The Weekly Recap and Sunday Nature Talk

For those coming in late, Cherry has a working relationship with the Sunny Soleil Society to help upgrade their gardens. While Cherry seems to be putting in more than the usual effort to do well and stay on good terms with Violet Cheshire, I’m afraid that her efforts seem to be in vain. The bee episode still looms over the situation. This week Violet introduced Cherry to Caroline, another board member, while Cherry was busy on a pond garden exhibit. For some reason, Cherry was embarrassed by the presence of tiny toads scampering out of the pond and around the two Society ladies. But worse was to come.

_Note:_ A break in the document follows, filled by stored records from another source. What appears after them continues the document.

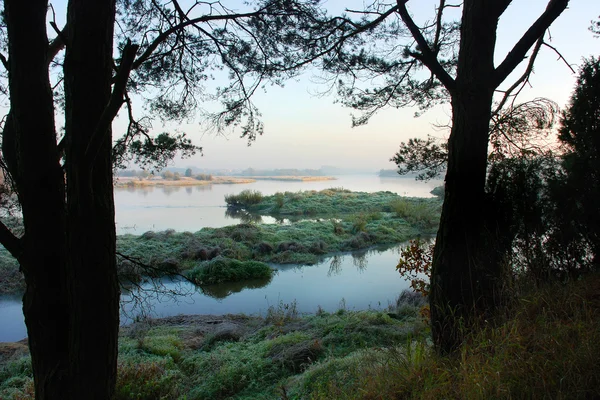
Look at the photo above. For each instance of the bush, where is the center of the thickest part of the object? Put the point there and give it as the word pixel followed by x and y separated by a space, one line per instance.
pixel 246 198
pixel 222 269
pixel 204 177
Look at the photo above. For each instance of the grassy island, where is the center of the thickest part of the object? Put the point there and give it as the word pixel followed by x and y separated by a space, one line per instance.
pixel 314 225
pixel 544 346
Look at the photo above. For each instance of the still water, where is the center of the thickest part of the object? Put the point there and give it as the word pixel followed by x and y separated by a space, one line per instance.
pixel 193 208
pixel 357 280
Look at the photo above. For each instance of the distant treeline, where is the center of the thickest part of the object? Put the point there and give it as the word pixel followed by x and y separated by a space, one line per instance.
pixel 389 172
pixel 280 172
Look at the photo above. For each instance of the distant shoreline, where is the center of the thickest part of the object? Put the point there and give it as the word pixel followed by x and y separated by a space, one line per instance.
pixel 129 182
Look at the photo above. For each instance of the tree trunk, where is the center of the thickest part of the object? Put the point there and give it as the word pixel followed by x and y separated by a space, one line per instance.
pixel 463 281
pixel 31 154
pixel 91 224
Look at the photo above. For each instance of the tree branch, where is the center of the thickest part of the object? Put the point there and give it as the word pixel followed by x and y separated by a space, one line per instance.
pixel 4 61
pixel 164 35
pixel 102 130
pixel 523 79
pixel 517 54
pixel 428 57
pixel 10 242
pixel 57 44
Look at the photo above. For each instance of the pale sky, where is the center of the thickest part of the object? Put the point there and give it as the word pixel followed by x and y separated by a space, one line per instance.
pixel 306 131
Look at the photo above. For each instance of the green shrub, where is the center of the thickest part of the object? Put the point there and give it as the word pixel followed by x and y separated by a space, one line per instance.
pixel 245 198
pixel 222 269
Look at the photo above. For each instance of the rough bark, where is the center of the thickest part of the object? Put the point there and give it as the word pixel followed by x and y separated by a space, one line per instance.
pixel 466 277
pixel 91 226
pixel 462 280
pixel 29 143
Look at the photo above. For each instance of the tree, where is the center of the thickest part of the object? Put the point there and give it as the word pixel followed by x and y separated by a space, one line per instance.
pixel 580 134
pixel 465 285
pixel 64 182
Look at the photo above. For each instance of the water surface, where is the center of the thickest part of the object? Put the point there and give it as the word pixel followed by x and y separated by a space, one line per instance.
pixel 355 281
pixel 192 208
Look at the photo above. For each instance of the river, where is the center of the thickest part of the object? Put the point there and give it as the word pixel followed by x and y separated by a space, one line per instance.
pixel 358 280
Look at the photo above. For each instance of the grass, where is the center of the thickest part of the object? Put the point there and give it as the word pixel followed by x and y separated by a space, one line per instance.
pixel 222 269
pixel 543 345
pixel 183 361
pixel 246 198
pixel 325 203
pixel 303 242
pixel 342 221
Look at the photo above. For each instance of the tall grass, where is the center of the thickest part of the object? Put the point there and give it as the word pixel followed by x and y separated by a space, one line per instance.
pixel 245 198
pixel 546 346
pixel 221 269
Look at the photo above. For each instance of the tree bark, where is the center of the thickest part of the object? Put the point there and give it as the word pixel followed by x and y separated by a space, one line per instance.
pixel 30 149
pixel 91 224
pixel 463 282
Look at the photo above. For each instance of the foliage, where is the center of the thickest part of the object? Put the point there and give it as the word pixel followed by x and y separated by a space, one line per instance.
pixel 245 198
pixel 331 202
pixel 222 269
pixel 204 177
pixel 415 265
pixel 518 131
pixel 529 353
pixel 580 133
pixel 429 156
pixel 544 344
pixel 304 242
pixel 421 213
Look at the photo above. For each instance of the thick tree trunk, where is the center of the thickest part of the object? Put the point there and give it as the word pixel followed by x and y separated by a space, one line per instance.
pixel 91 225
pixel 30 149
pixel 464 282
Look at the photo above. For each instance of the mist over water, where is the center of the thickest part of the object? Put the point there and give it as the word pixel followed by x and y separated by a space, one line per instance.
pixel 358 280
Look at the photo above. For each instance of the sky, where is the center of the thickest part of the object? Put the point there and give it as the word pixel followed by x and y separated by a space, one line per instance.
pixel 303 130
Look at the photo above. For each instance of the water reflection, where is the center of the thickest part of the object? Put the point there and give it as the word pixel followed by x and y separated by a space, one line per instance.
pixel 359 259
pixel 168 190
pixel 202 188
pixel 367 279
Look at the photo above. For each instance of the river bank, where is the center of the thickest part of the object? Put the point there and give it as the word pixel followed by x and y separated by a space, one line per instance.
pixel 338 221
pixel 544 344
pixel 184 181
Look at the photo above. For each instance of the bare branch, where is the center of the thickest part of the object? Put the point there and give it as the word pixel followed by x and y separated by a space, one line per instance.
pixel 58 43
pixel 518 52
pixel 560 56
pixel 164 35
pixel 523 79
pixel 114 104
pixel 4 61
pixel 10 242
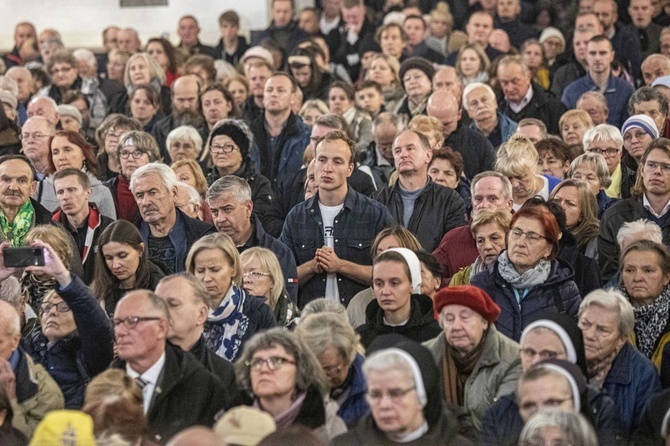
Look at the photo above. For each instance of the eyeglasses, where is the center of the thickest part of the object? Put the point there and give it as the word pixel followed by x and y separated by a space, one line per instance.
pixel 605 152
pixel 219 148
pixel 136 154
pixel 254 275
pixel 132 321
pixel 544 354
pixel 395 395
pixel 35 136
pixel 273 363
pixel 651 166
pixel 532 237
pixel 61 307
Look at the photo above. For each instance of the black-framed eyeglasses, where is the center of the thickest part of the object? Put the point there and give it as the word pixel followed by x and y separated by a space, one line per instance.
pixel 273 363
pixel 136 154
pixel 61 307
pixel 132 321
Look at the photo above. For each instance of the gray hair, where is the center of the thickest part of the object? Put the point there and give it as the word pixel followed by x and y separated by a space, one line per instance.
pixel 612 300
pixel 185 132
pixel 232 184
pixel 474 86
pixel 10 292
pixel 574 427
pixel 166 174
pixel 603 132
pixel 635 228
pixel 507 185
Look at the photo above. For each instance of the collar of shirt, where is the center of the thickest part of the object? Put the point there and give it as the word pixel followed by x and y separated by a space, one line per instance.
pixel 648 207
pixel 518 106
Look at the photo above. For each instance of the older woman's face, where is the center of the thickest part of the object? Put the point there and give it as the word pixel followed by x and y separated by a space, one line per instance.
pixel 212 267
pixel 139 71
pixel 335 366
pixel 183 149
pixel 549 164
pixel 572 131
pixel 600 330
pixel 490 240
pixel 463 327
pixel 527 245
pixel 276 384
pixel 56 325
pixel 643 276
pixel 540 344
pixel 391 285
pixel 393 401
pixel 257 280
pixel 568 198
pixel 443 173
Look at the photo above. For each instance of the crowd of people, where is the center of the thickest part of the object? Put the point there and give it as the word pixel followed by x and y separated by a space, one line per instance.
pixel 375 223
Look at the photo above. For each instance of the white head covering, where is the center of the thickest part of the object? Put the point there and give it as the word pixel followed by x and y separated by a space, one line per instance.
pixel 414 267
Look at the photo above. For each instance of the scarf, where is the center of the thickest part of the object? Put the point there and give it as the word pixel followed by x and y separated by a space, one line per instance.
pixel 650 320
pixel 17 231
pixel 35 289
pixel 533 277
pixel 227 325
pixel 457 369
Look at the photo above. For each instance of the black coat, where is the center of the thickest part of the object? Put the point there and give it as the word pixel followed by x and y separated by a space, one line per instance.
pixel 420 327
pixel 186 395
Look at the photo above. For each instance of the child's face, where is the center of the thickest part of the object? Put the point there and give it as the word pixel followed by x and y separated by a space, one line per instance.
pixel 370 100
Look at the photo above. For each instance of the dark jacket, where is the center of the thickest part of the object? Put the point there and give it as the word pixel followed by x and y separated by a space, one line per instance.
pixel 420 327
pixel 291 191
pixel 186 395
pixel 437 210
pixel 75 359
pixel 477 152
pixel 503 424
pixel 558 294
pixel 622 212
pixel 541 106
pixel 287 158
pixel 184 233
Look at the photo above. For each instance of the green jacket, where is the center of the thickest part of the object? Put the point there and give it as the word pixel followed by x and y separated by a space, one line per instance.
pixel 496 373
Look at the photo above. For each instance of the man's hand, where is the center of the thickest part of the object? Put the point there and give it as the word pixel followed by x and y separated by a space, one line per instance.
pixel 328 260
pixel 7 378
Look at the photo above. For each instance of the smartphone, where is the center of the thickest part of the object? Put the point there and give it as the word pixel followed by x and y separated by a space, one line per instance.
pixel 23 256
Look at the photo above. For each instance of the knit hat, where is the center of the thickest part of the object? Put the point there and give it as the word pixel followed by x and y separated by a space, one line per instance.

Turns out that Caroline’s husband has a new pest control business (which seems a bit below the social standards of the Society) and the Board has decided to award the contract to the fledgling company to eradicate the bees. Naturally, Cherry is very upset, for obvious reasons, but Violet takes pleasure in seeing Cherry in a powerless position to do much about it. Now, it does seem odd that a group that has invested time and money in gardens would be so ignorant of the value of bees, but that’s the story. I’m thinking that Violet’s decision to kill the bees is based on her erroneous identification of the bees as the invasive killer bees. If this is true, it needs to be clarified in the strip. But, we may have to wait a few weeks to learn more. Rivera normally only gives Cherry’s storyline one week at a time to Mark’s two. But after all, the comic strip is called Mark Trail, not The Trails.

Today’s strip reads like one of those old government-sponsored nature films they used to show in grade school. Well, I think we used to see such films, though maybe they were films on hygiene. Okay, so it was a long time ago!

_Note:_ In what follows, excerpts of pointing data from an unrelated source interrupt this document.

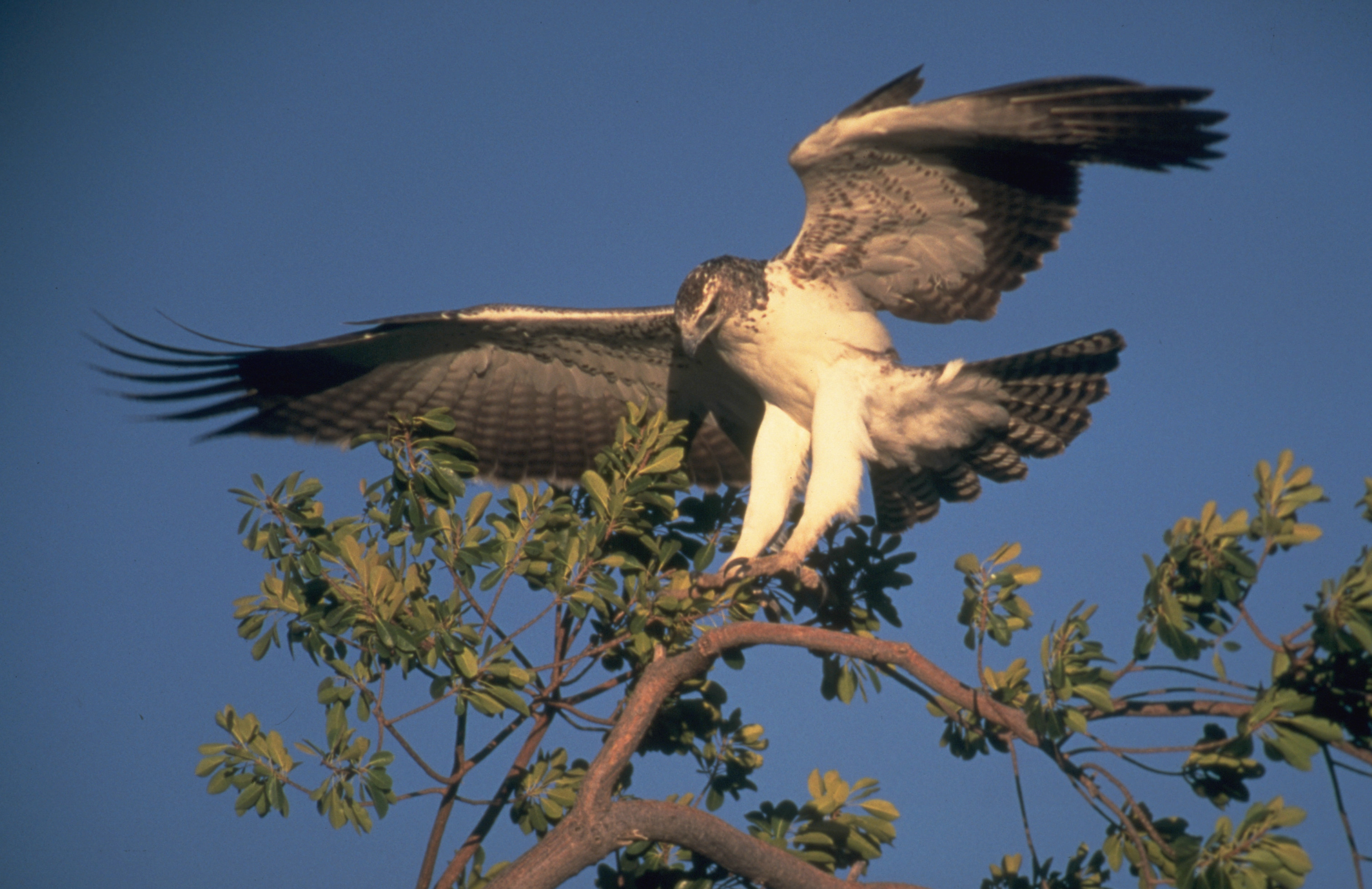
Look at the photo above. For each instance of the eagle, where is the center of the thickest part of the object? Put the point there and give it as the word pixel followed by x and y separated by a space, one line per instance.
pixel 784 368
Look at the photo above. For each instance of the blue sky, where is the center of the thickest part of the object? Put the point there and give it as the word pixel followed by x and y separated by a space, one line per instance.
pixel 268 171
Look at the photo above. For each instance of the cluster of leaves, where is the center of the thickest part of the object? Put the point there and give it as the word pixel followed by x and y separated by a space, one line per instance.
pixel 1245 856
pixel 1206 572
pixel 1320 692
pixel 364 597
pixel 825 832
pixel 1084 870
pixel 612 566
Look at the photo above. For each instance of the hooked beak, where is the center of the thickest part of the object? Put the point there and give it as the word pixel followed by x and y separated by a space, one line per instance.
pixel 691 342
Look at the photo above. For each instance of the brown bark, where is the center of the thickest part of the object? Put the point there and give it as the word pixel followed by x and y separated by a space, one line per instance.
pixel 597 825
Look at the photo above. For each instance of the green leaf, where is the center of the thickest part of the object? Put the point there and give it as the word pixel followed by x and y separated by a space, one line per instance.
pixel 1097 696
pixel 596 486
pixel 881 810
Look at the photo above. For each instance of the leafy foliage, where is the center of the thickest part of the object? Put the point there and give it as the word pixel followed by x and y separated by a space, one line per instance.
pixel 515 612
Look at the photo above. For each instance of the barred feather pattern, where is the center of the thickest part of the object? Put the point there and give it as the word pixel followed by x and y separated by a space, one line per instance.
pixel 1047 394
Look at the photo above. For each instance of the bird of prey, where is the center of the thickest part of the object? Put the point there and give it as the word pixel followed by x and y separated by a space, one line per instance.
pixel 784 367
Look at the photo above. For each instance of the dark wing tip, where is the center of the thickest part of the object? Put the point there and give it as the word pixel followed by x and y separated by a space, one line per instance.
pixel 898 93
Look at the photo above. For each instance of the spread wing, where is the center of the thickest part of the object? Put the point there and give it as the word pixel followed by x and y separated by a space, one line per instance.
pixel 932 210
pixel 1046 396
pixel 538 391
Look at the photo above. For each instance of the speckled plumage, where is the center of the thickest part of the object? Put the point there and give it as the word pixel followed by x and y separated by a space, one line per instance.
pixel 784 368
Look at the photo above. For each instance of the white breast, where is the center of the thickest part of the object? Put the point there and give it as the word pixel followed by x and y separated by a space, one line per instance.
pixel 785 346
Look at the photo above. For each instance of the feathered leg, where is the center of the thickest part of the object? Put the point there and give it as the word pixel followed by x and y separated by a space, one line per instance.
pixel 839 446
pixel 779 469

Anyway, getting into the content, while I appreciate Rivera’s ongoing aim to help us learn the scale or height of these animals, I find the canine comparison of this particular breed perplexing, since how many people even know what a Shiba inu is, much less be familiar with its height!? I sure didn’t, so I looked it up. They sound like a real pain in the ass to raise, and are expensive to purchase. Probably expensive to maintain, as well. I think a spaniel or a retriever would have made the size comparison more familiar to readers. Or maybe a roadrunner?

So, exactly what can we do to help keep wild animals and ourselves safe from each other’s less-than-noble desires to kill each other? I think focusing more on Mark’s closing comment would have made a better, more informative Sunday strip. So, who is really surprised if a minimum-wage animal control employee shoots somebody’s collie because he thought it was a wolf? We’d rather learn how to protect our pets from those people! It’s not our job to train them, anyway. And what do we do when we are installing a walkway in the backyard and a black bear or fox suddenly shows up? Do we heave pavers at them?

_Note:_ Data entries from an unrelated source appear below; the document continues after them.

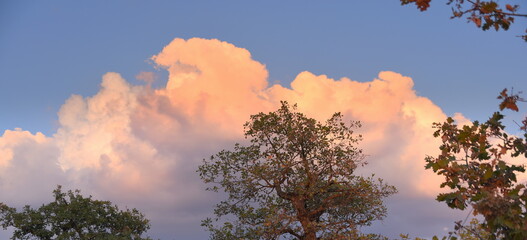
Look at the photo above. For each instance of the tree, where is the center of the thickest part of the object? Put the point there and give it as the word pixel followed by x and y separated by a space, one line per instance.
pixel 295 180
pixel 474 161
pixel 72 216
pixel 484 14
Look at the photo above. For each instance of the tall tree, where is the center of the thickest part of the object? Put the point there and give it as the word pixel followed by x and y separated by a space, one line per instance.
pixel 72 216
pixel 475 161
pixel 484 14
pixel 295 180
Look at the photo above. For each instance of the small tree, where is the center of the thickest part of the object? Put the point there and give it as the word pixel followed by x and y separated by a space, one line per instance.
pixel 474 163
pixel 295 180
pixel 72 216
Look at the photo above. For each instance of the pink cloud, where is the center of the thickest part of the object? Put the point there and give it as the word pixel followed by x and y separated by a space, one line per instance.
pixel 140 146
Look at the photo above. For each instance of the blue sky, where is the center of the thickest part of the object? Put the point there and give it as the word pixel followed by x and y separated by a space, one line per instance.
pixel 56 48
pixel 50 50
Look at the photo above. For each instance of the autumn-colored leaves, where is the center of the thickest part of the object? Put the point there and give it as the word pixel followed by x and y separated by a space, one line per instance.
pixel 484 14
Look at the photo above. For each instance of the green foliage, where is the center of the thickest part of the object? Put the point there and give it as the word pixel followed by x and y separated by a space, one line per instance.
pixel 484 14
pixel 473 161
pixel 295 180
pixel 72 216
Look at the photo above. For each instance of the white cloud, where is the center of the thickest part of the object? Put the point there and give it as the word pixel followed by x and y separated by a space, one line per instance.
pixel 140 147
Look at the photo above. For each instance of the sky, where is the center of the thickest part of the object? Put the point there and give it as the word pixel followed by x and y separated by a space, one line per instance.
pixel 123 99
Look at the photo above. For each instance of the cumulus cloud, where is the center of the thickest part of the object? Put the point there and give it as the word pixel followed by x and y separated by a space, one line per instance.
pixel 139 146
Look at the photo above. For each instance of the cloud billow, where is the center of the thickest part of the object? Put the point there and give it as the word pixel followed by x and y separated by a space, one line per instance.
pixel 139 147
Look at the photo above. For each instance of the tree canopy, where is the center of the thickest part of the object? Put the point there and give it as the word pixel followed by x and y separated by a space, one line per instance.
pixel 475 161
pixel 484 14
pixel 72 216
pixel 294 180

The title panel—though interesting conceptually—fails me in the sense that the coyote and dog are not really posed as the letter A. We realize they are meant to be that, but only within the context of knowing the strip’s name. Then again, the canines don’t seem to fit any of the other letters, either. It must have been a tough problem. Still, Rivera gets good marks, overall, for her concept of thematic Sunday titles.